Verse 18
This statement summarizes Paul’s point. In chapter 1 the apostle had spoken about the way God gives people over to their own evil desires as a form of punishment for their sins. This is how God hardens people’s hearts. In Pharaoh’s case we see this working out clearly. God was not unjust because He allowed the hardening process to continue. His justice demanded punishment. Similarly, a person may chose to drink poison or he may choose not to, but if he chooses to drink it, inevitable consequences will follow.
"Neither here nor anywhere else is God said to harden anyone who had not first hardened himself." [Note: Leon Morris, The Epistle to the Romans, p. 361.]
"God’s hardening, then, is an action that renders a person insensitive to God and his word and that, if not reversed, culminates in eternal damnation." [Note: Moo, p. 597.]
"God’s hardening does not, then, cause spiritual insensitivity to the things of God; it maintains people in the state of sin that already characterizes them." [Note: Ibid., p. 599. See also Dorian G. Coover Cox, "The Hardening of Pharaoh’s Heart in Its Literary and Cultural Contexts," Bibliotheca Sacra 163:651 (July-September 2006):292-311.]
". . . we say boldly, that a believer’s heart is not fully yielded to God until it accepts without question, and without demanding softening, this eighteenth verse." [Note: Newell, p. 369.]

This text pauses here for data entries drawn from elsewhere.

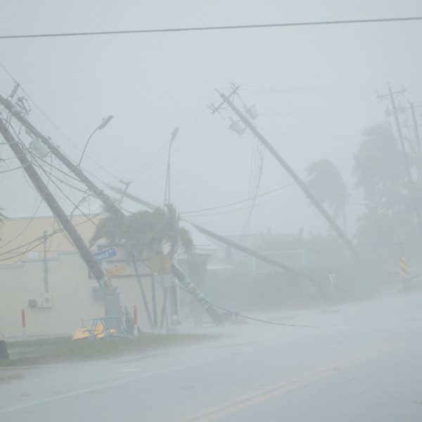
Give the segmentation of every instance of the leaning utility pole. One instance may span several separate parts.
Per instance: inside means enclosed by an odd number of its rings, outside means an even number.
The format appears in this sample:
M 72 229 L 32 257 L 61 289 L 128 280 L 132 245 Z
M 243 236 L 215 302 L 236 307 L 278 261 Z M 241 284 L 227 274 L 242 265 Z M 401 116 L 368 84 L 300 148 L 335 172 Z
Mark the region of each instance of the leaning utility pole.
M 6 108 L 11 115 L 14 117 L 22 125 L 25 127 L 32 135 L 38 138 L 61 162 L 63 162 L 106 206 L 106 210 L 114 215 L 124 215 L 123 212 L 104 191 L 98 188 L 81 170 L 75 165 L 57 148 L 46 136 L 43 135 L 34 127 L 24 116 L 23 116 L 12 103 L 0 95 L 0 105 Z M 172 263 L 172 273 L 191 294 L 195 296 L 197 300 L 203 307 L 212 321 L 217 325 L 224 323 L 223 316 L 215 309 L 205 298 L 204 295 L 196 287 L 191 283 L 183 272 L 174 264 Z M 138 279 L 138 282 L 140 281 Z M 146 311 L 148 313 L 148 311 Z
M 132 193 L 128 193 L 127 192 L 124 192 L 122 189 L 120 189 L 119 188 L 116 188 L 115 186 L 109 186 L 109 188 L 113 192 L 115 192 L 116 193 L 119 193 L 120 195 L 122 195 L 125 198 L 127 198 L 128 199 L 130 199 L 131 200 L 143 205 L 146 208 L 148 208 L 149 210 L 154 210 L 155 208 L 155 206 L 153 205 L 153 204 L 151 204 L 151 203 L 147 202 L 143 199 L 141 199 L 140 198 L 138 198 L 137 196 L 135 196 L 134 195 L 132 195 Z M 293 274 L 293 276 L 298 277 L 299 279 L 309 280 L 310 281 L 315 281 L 314 279 L 312 276 L 310 276 L 309 274 L 308 274 L 307 273 L 306 273 L 305 271 L 300 271 L 299 269 L 296 269 L 295 268 L 293 268 L 293 267 L 286 265 L 286 264 L 283 264 L 283 262 L 281 262 L 280 261 L 274 260 L 273 258 L 271 258 L 268 255 L 265 255 L 260 253 L 256 250 L 254 250 L 253 249 L 250 249 L 250 248 L 243 246 L 243 245 L 241 245 L 240 243 L 238 243 L 237 242 L 235 242 L 234 241 L 228 239 L 227 238 L 222 236 L 221 234 L 218 234 L 214 231 L 212 231 L 211 230 L 209 230 L 208 229 L 205 229 L 205 227 L 202 227 L 201 226 L 199 226 L 198 224 L 196 224 L 191 222 L 189 222 L 188 220 L 186 219 L 185 218 L 182 217 L 181 219 L 181 221 L 184 221 L 186 223 L 189 223 L 190 224 L 192 224 L 192 226 L 193 226 L 193 227 L 195 227 L 198 231 L 200 231 L 202 234 L 205 234 L 205 236 L 210 237 L 216 241 L 218 241 L 219 242 L 221 242 L 222 243 L 226 245 L 227 246 L 231 246 L 234 249 L 236 249 L 237 250 L 243 252 L 243 253 L 245 253 L 246 255 L 253 257 L 256 258 L 257 260 L 260 260 L 262 262 L 266 262 L 267 264 L 269 264 L 270 265 L 272 265 L 273 267 L 275 267 L 276 268 L 278 268 L 279 269 L 285 271 L 286 272 L 290 273 L 290 274 Z
M 235 87 L 234 92 L 236 92 L 238 87 Z M 274 158 L 281 165 L 284 170 L 288 173 L 291 178 L 298 184 L 302 191 L 306 195 L 311 203 L 316 208 L 319 213 L 324 217 L 328 224 L 332 227 L 338 237 L 341 239 L 343 243 L 354 255 L 355 258 L 359 257 L 359 253 L 352 243 L 350 239 L 341 229 L 340 226 L 331 217 L 330 214 L 324 207 L 322 204 L 318 200 L 312 191 L 309 188 L 308 186 L 305 183 L 299 175 L 293 170 L 293 168 L 287 163 L 287 162 L 281 157 L 279 152 L 272 146 L 272 145 L 267 140 L 262 134 L 254 126 L 252 122 L 234 105 L 231 99 L 234 96 L 233 92 L 229 96 L 226 96 L 223 93 L 219 92 L 219 96 L 222 98 L 222 103 L 218 107 L 212 107 L 212 114 L 218 113 L 222 106 L 226 104 L 231 108 L 234 113 L 239 117 L 241 121 L 250 130 L 255 137 L 264 145 L 264 146 L 271 153 Z
M 75 228 L 69 217 L 62 210 L 51 192 L 49 190 L 46 184 L 37 172 L 32 163 L 28 160 L 25 151 L 18 142 L 15 139 L 3 120 L 0 120 L 0 133 L 11 147 L 11 149 L 19 160 L 25 172 L 47 204 L 56 218 L 59 221 L 69 237 L 73 242 L 75 247 L 78 251 L 81 258 L 89 269 L 98 283 L 107 292 L 113 291 L 110 280 L 107 278 L 101 266 L 91 253 L 89 248 L 84 242 L 82 238 Z
M 399 135 L 399 141 L 400 143 L 400 147 L 402 148 L 402 153 L 403 154 L 403 160 L 404 162 L 404 166 L 406 167 L 406 175 L 407 179 L 407 183 L 409 184 L 409 190 L 410 191 L 410 197 L 413 205 L 413 209 L 415 215 L 416 215 L 416 222 L 418 224 L 418 228 L 419 229 L 419 235 L 422 236 L 422 217 L 421 216 L 421 210 L 416 199 L 417 194 L 415 192 L 415 186 L 411 179 L 411 173 L 410 172 L 410 165 L 409 163 L 409 158 L 407 157 L 407 153 L 406 151 L 406 145 L 404 143 L 404 139 L 403 138 L 403 133 L 402 132 L 402 126 L 399 120 L 399 113 L 397 108 L 396 107 L 395 100 L 394 96 L 397 94 L 402 94 L 405 92 L 405 89 L 401 89 L 395 92 L 391 89 L 391 86 L 388 84 L 388 93 L 383 95 L 378 95 L 377 98 L 382 99 L 388 97 L 391 102 L 392 114 L 394 117 L 394 120 L 396 124 L 396 128 L 397 134 Z
M 51 151 L 60 161 L 61 161 L 106 207 L 108 210 L 121 212 L 120 209 L 106 195 L 102 189 L 100 189 L 92 181 L 87 177 L 84 172 L 77 165 L 63 154 L 60 148 L 56 146 L 46 136 L 44 136 L 33 124 L 31 124 L 13 104 L 0 95 L 0 105 L 3 106 L 25 129 L 27 129 L 34 136 L 38 138 Z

Paul did not mention the fact that Pharaoh hardened his own heart, which Moses stated in Exodus. Paul’s point was simply that God can freely and justly extend mercy or not extend mercy to those who deserve His judgment.
"The reconciliation of God’s sovereignty and man’s responsibility is beyond our power. The Bible states and emphasizes both, and then leaves them. We shall be wise if we do the same." [Note: Griffith Thomas, St. Paul’s Epistle . . ., p. 257. Cf. p. 266.]